Charamel Falls, the unlikely trio |
Seven Coloured Sands |
Ahhh Christina- she is always making friends |
La Morne point off which slaves threw themselves to avoid recapture |
Our driver was not done with us yet though, and he piled us into his car again to take us to Rochester Falls. Dismissed in my guidebook as not very impressive I have to say I utterly disagree. The falls are a little outside the town of Souillac and when we arrived I didn’t expect much, but my excitement rose with the unique sound of powerful water exploding over rock. The waterfalls we had seen so far were very impressive, high drops into narrow pools and these are the falls that make it into books and photographs but they are actually not my favourite, and never have been.

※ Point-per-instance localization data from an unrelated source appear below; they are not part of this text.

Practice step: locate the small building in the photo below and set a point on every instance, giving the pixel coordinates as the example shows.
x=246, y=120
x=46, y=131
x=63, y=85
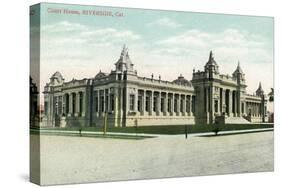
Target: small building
x=130, y=100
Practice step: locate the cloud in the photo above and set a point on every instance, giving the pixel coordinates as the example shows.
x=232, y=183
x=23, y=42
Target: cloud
x=164, y=22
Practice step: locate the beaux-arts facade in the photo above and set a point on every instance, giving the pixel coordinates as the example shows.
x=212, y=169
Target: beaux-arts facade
x=130, y=100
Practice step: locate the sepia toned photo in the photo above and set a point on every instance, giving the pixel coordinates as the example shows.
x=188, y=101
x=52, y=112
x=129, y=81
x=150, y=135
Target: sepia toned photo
x=128, y=94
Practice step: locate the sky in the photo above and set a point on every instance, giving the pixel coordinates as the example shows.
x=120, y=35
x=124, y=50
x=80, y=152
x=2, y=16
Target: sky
x=166, y=43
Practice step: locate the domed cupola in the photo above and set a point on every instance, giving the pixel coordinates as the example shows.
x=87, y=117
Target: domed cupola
x=124, y=63
x=56, y=79
x=211, y=66
x=259, y=91
x=182, y=81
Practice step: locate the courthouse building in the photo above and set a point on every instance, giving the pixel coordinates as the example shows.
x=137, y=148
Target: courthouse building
x=127, y=99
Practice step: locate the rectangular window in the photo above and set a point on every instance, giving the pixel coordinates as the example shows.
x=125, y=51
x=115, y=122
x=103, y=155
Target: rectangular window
x=112, y=102
x=132, y=102
x=175, y=105
x=154, y=104
x=139, y=103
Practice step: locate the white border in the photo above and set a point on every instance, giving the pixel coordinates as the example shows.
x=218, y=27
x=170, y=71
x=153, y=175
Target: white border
x=14, y=90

Often viewed from a distance these ‘long-drop’ falls appear to glide over the ledge and dangle like a silver ribbon in the breeze- they are almost balletic. I like my waterfalls loud, and fat- height isn’t as thrilling to me as the sheer mass of water barrelling over the lip, and if they can be jumped or swum in (automatically eliminating the highest and biggest) then they win my ultimate prize. Rochester Falls was perfect. Approached via some cane fields the sound become deafening and the forest trees reached out into the water, their roots visible beneath the pool. The falls were wide, powerful and tumbled over perfect hexagonal pillars of volcanic rock. We quickly surmised we could swim here, as the pool was separated from the onward flow of the river by a deviation in the path and the falls pushed us safely back to shore if you got too close. Local men jumped from the heights, landing perfectly in the plunge pool and I even got to drink a coconut- one of the small delights that I never tired of, even in Cambodia, and always make me feel like an exotic castaway.

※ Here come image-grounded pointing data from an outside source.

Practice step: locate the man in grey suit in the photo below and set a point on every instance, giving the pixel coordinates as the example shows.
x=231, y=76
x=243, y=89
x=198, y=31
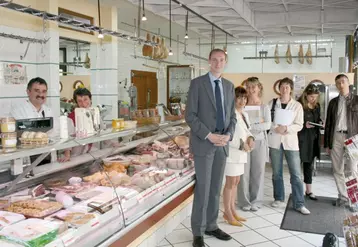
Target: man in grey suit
x=210, y=114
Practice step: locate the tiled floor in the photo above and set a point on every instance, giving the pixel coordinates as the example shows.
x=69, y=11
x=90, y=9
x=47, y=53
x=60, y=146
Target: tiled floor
x=262, y=228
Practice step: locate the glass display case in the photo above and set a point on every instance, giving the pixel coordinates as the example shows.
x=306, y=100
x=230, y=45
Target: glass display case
x=178, y=82
x=95, y=196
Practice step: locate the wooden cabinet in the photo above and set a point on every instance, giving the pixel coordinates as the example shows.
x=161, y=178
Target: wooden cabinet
x=147, y=88
x=178, y=82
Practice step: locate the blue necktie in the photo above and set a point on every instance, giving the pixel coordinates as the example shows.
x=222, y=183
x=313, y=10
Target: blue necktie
x=219, y=108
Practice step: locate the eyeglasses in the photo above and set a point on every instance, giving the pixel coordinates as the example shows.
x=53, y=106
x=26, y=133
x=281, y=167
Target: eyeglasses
x=252, y=79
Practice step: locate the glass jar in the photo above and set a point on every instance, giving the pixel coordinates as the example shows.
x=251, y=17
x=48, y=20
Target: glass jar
x=8, y=125
x=9, y=140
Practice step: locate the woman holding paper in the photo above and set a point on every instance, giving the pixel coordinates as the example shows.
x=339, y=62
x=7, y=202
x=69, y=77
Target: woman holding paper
x=252, y=181
x=242, y=143
x=283, y=140
x=309, y=136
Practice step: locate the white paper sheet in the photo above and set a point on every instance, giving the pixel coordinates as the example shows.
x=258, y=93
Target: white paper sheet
x=284, y=117
x=254, y=113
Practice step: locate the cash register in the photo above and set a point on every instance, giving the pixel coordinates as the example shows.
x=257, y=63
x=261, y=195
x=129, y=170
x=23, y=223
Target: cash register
x=34, y=124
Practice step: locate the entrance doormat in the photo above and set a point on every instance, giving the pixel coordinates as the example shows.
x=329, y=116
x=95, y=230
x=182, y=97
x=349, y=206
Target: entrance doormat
x=324, y=217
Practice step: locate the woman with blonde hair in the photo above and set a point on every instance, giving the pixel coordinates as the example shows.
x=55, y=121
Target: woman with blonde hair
x=309, y=136
x=241, y=144
x=252, y=181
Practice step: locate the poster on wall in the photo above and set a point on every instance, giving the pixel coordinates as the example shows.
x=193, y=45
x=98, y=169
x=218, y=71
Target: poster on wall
x=13, y=74
x=299, y=83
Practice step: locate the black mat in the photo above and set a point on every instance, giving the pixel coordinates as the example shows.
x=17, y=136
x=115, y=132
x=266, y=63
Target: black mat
x=323, y=218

My favourite part to the day- Rochester Falls |
You can see why it's calls 'Black Magic' shore |
I was knackered by the time we fell into the
guesthouse and sad that Dustin would be leaving after dinner. We ate at Chez
Patrick and we wished him well on his 27-hour journey home and then Malika and
I waved him off in the car. Not too much time to feel sad though; I have to get
some shuteye because Malika and I are heading back to Port Louis tomorrow to
check out the museums and have lunch at the brand new Caudan Waterfront.